Founder, and for a considerable time chief owner, a trader named Jake Bartles, was the 3rd white man to move into Coo-wee-scoo-wee District of the old Cherokee Nation. The town, named for him, had its birth in 1877 when Bartles quit his original store location at Silver Lake, six miles to the southeast, at that time the site of the Osage Indian Agency, and built what is now the northeastern quarter of the city.
An enterprising pioneer, Bartles had married the daughter of Charles Journeycake, a consecrated native preacher and chief of one remnant of the Delaware tribe of Indians that had been granted equal rights in the Cherokee Nation. This had given him, as an "adopted" citizen, the right to live and trade among the Cherokees. Then, in order to catch the trade of the Osage Indians here (to who a reservation—carved out of Cherokee lands—had been given 5 years before), removed to what he thought was the edge of that reservation. It turned out, later, that the border was several miles to the west, but Bartles stuck to his mill and store on the Caney, and within a year he had hauled in a dynamo and was producing the first electric light to glow in Oklahoma.
Bartles prospered. When in 1880, Jim French and his 2 stepsons drove down from Kansas with wagons and 4-mule teams to establish the first freight line in that section of Indian Territory, the store and camp had become a town.
Another pioneer, Nelson Carr, a white man from Kansas who married into the Cherokee tribe, had preceded Bartles on the Caney and had constructed a small grist mill in 1868. But he sold out to Bartles and disappeared from local history.

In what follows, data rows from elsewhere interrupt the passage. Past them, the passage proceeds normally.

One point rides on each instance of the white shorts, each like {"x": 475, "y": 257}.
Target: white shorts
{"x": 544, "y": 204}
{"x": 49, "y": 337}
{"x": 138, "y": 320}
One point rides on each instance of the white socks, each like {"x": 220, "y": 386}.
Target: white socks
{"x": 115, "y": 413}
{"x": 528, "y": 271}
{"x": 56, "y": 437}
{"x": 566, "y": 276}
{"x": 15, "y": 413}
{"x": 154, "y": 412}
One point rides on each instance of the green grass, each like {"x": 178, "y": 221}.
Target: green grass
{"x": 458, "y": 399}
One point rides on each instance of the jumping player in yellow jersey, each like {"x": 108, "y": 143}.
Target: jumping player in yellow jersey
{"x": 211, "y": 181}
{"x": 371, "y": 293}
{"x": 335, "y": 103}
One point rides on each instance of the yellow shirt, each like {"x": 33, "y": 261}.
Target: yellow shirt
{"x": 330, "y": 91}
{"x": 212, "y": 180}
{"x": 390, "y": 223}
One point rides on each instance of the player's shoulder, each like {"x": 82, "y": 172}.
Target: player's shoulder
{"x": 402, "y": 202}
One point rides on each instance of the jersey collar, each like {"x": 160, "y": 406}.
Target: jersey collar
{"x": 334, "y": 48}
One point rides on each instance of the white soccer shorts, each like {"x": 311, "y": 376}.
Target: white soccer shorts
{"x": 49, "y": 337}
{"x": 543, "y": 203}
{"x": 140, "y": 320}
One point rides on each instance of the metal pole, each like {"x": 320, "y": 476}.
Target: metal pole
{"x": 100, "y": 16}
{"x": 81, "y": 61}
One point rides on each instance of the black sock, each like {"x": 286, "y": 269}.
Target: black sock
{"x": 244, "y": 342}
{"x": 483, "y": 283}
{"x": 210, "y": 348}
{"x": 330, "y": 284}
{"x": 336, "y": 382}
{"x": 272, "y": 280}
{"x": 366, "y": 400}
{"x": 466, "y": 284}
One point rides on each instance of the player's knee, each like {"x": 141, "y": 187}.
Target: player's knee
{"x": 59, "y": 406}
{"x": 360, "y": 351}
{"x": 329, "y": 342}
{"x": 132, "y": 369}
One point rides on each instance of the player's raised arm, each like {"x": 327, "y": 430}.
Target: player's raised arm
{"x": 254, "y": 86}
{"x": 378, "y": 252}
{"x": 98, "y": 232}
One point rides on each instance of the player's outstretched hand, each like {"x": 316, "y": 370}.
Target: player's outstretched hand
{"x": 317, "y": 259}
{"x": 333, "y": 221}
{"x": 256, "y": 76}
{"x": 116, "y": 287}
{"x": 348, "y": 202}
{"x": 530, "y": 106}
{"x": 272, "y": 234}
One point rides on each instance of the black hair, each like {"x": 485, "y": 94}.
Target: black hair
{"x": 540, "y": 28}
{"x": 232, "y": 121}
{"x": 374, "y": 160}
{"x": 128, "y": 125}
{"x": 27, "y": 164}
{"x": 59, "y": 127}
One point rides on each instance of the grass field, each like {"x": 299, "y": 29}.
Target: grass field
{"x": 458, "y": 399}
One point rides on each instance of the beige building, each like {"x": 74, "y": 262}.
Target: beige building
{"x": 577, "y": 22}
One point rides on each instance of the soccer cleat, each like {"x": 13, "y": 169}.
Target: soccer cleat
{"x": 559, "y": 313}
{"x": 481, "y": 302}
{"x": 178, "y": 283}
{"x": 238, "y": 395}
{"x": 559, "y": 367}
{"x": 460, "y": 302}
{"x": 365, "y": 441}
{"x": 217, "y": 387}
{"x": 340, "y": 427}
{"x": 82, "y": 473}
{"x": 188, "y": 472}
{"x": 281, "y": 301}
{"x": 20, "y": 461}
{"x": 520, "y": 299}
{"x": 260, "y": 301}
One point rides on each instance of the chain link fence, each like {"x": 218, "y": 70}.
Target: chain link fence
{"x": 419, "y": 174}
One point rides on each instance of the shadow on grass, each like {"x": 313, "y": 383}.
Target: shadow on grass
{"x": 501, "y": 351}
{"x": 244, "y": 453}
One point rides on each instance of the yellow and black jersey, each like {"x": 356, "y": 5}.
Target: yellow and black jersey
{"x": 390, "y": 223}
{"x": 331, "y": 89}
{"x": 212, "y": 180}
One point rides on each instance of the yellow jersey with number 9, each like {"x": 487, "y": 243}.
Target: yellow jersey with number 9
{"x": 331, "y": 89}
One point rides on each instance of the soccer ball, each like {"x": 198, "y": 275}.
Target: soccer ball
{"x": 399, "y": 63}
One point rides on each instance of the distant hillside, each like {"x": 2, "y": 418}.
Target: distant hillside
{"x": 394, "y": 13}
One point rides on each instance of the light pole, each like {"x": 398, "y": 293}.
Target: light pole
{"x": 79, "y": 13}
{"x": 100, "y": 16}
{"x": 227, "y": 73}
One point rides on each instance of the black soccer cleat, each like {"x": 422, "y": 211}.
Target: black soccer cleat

Two other early comers are given almost equal credit with Bartles for flaming the town's life spark into a steady blaze; William Johnstone and George B. Keeler, partners, opened a store across the river from Bartles in 1884 and became vigorous rivals of the founder for the Indian trade. Keeler, though a young man, had experience with the old Chocteau trading dynasty, was an expert in sign language, and spoke Osage fluently. For a time he had served as clerk in Bartles' store. Keeler's partner, Johnstone, had also married into the Journeycake family and had also clerked in Bartles' store. Before the coming of oil, the partners were occupied with storekeeping, cattle, and saw mills. Walnut lumber from the Caney and Verdigris River bottoms was turned out by the mills and had a good market. After the town began to grow they erected buildings and rented them. The first telephone line, linking the two stores with Caney, Kansas, was built in 1897.
After it became possible, in 1898, for townsites to be platted and lots sold, these pioneers reincorporated the settlement, which they had previously organized under Arkansas law. It was not until 1898 that a railroad (the Santa Fe) came to town. It built on the grade surveyed and leveled from Caney, Kansas, 20 miles to the north, by Bartles' men. When the tracks were laid, the inveterate town-building Bartles moved north 4 miles to establish the town of Dewey. To that site he hauled his original store and residence from Silver Lake, and also the newer 2-story residence he had built near his mill on the Caney River.
A second railroad, the Missouri-Kansas-Texas, came to Bartlesville in 1903. By this time the extensive shallow oil field had become important from the eastern Osage border to, and beyond, the Verdigris River. Then the first deep oil-bearing stratum in the Mid-Continent field was discovered and called the Bartlesville sand. In 1901 H. V. Foster established the Indian Territory Illuminating Oil Company, which, under the more familiar title ITIO, 27 years later brought in the discovery well at Oklahoma City and developed into one of the major companies maintaining its chief offices at Bartlesville.